Learn about and explore our radio-astronomy site in outback Western Australia through our new MRO Virtual Tour!
Our Murchison Radio-astronomy Observatory (MRO) in the Murchison region, approximately 800km north of Perth, is ideally situated for listening to faint ‘whispers’ from space. Its low levels of radio-frequency interference and sophisticated on-site infrastructure are essential for exploring the origins of the Universe.
It has been built to house our next-generation radio telescope, the Australian Square Kilometre Array Pathfinder, and to host international radio astronomy projects including EDGES, the Murchison Widefield Array and the future Square Kilometre Array.
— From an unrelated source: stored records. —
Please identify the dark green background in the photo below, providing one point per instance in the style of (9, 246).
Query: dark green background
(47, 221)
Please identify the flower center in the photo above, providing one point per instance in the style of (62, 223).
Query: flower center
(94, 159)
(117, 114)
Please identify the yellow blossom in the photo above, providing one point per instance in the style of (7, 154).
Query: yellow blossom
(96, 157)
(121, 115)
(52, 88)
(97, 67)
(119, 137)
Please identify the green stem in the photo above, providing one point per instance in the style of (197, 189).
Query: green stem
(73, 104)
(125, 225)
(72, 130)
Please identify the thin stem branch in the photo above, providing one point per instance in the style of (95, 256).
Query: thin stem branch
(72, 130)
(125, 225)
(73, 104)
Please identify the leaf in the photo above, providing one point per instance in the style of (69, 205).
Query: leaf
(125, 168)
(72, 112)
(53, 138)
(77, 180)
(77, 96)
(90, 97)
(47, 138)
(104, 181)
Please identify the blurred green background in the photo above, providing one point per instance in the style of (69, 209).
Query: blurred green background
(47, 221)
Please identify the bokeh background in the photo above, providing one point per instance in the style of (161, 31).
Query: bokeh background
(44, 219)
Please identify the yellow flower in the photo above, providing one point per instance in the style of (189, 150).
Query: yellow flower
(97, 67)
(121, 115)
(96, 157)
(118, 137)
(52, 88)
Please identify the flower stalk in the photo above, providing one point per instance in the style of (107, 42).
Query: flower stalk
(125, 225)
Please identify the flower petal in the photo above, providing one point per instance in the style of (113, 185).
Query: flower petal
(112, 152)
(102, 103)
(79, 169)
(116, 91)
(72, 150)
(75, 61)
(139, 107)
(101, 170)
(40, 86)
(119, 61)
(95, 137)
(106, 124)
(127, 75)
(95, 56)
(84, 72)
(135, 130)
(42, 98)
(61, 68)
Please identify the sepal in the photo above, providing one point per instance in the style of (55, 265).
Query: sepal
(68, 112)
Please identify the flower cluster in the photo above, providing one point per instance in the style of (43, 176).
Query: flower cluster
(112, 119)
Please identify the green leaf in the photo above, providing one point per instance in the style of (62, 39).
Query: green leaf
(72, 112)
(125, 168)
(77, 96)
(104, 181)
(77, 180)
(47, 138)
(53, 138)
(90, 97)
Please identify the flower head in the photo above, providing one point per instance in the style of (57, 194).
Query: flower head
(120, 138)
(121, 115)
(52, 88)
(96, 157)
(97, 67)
Many partners have come together to create an Indigenous Land Use Agreement (ILUA) for the MRO to operate, and to ensure educational, social and economic benefits flow to the traditional owners of the site, the Wajarri people. The ILUA includes a cadetship program that runs for the life of the telescopes and our staff visit the remote Pia Community School as part of a mentoring program. We’ve co-created resources on Wajarri culture and the MRO. A new ILUA for the future Square Kilometre Array telescope will expand on these benefits.
The Australian and Western Australian Governments have established a ‘radio quiet’ zone to protect this unique radio astronomy site from noise created by modern life. The zone is an area 520km in diameter, centred on the MRO, in which licenced communications and electronic devices such as television transmitters, mobile telephones base stations and CB radios are controlled to limit electromagnetic interference to the radio telescopes on site.
Due to these radio quiet requirements, it’s not possible to visit the site in person but we’ve created the next best thing! Here's a virtual tour of the Murchison Radio-astronomy Observatory which takes you to the telescopes (ASKAP, MWA and SKA prototype) and the Observatory infrastructure (control building and solar-hybrid power system). Thanks to our partners, the Australian SKA Office and ICRAR for working with us to create this great tool.
The remote location of the MRO ensures a radio quiet operating environment but makes access to basic infrastructure like roads and power a challenge. In partnership with Australian companies Horizon Power and Energy Made Clean, we’ve constructed a dedicated power station for the MRO. This consists of a solar array, a lithium-ion battery, and four diesel generators. It is the world’s first hybrid-renewable facility to power a major remote astronomical observatory.
The large amounts of data produced by the telescopes on site require significant customised computing power. Computers and other essential electronics are housed in a specially designed control building that prevents electromagnetic interference from escaping: it has two layers of solid metal shielding and airlock doors designed to meet exacting international radio emissions standards. The transport of signals from the telescopes to the control building is via optical fibres.
There are currently three telescopes operating at the MRO, and we’re working with our partners to prepare to host the low frequency antennas for the international Square Kilometre Array project.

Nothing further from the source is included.